Look no further than these real examples to see that sometimes your best work comes later than you may expect:
- J.K. Rowling was a single mom on welfare and didn’t write Harry Potter until she was 31.
- Julia Child didn’t start cooking until age 38.
- Mary Kay sold books door-to-door until age 45. Her cosmetics empire didn’t take off until an age when most people would have retired.
- Ray Croc was a struggling salesman selling paper cups and milkshake makers. At age 55, he laid down the foundation that would eventually become McDonald’s.
On top of that, you WILL catch up where you left your career quickly. When your DrSpouse is finished with training, your new attending income is seed money that will provide any of this to help reach your goals:
- Tuition to go back to school.
- Kickstarter funds for your new business.

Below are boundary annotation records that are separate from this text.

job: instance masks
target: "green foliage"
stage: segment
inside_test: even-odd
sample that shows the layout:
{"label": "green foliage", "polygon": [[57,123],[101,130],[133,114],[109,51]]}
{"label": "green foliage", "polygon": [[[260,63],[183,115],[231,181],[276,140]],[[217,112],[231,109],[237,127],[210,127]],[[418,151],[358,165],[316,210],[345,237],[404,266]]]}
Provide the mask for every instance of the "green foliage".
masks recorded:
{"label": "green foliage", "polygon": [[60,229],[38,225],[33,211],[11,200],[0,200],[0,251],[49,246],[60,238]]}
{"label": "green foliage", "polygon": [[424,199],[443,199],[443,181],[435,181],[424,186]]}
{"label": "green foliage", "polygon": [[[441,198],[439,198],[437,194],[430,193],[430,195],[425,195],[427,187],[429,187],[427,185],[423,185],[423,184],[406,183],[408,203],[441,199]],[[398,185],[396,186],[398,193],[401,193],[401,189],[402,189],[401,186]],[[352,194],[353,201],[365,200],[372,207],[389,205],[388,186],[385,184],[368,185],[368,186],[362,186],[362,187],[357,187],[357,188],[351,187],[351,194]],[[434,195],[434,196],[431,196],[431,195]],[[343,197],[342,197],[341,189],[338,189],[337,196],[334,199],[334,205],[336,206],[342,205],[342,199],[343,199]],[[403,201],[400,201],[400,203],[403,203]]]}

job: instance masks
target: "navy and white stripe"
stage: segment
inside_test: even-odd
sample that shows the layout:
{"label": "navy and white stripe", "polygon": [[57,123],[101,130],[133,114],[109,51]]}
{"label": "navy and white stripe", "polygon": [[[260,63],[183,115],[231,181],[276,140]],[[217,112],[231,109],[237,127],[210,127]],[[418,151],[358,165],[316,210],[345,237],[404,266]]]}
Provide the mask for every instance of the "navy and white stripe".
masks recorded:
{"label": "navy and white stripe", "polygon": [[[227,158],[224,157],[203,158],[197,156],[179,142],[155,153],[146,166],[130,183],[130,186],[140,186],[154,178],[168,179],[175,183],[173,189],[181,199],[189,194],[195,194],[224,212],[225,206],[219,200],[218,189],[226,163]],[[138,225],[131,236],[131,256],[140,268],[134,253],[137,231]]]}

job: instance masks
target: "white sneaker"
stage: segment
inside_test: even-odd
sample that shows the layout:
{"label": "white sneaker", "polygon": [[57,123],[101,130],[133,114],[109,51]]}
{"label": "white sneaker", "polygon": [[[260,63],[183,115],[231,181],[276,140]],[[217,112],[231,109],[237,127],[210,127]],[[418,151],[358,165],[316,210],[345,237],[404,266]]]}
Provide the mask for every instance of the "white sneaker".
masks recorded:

- Capital for your first real estate income property.
- …And so on.
So, take a deep breath and relax.
In The Meanwhile…
Continue to work on your goals at least one hour a day:
- If you’re an artist, pretend you have 10,000 bad drawings inside you and you have to get it out of you. (Practice!)
- If you want to start a new business, find mentors. (Network!)
- If you want to change fields, read all the knowledge you can. (Learn!)
One hour a day consistently is all it takes to build up greatness.
Vincent Van Gogh said:
“Great things are done by a series of small things brought together.”
Even though you FEEL like you’re not successful because you have put aside your career for a few years, put your soul at ease and know you are exactly where you’re supposed to be in life.
You got time.
You’ll catch up.
And you’ll do amazing.
Continue to raise your family and support your man in white coat without guilt.
I am hugging and supporting you ❤️
To strong medical families,
In what ways did you have to sacrifice for your DrSpouse?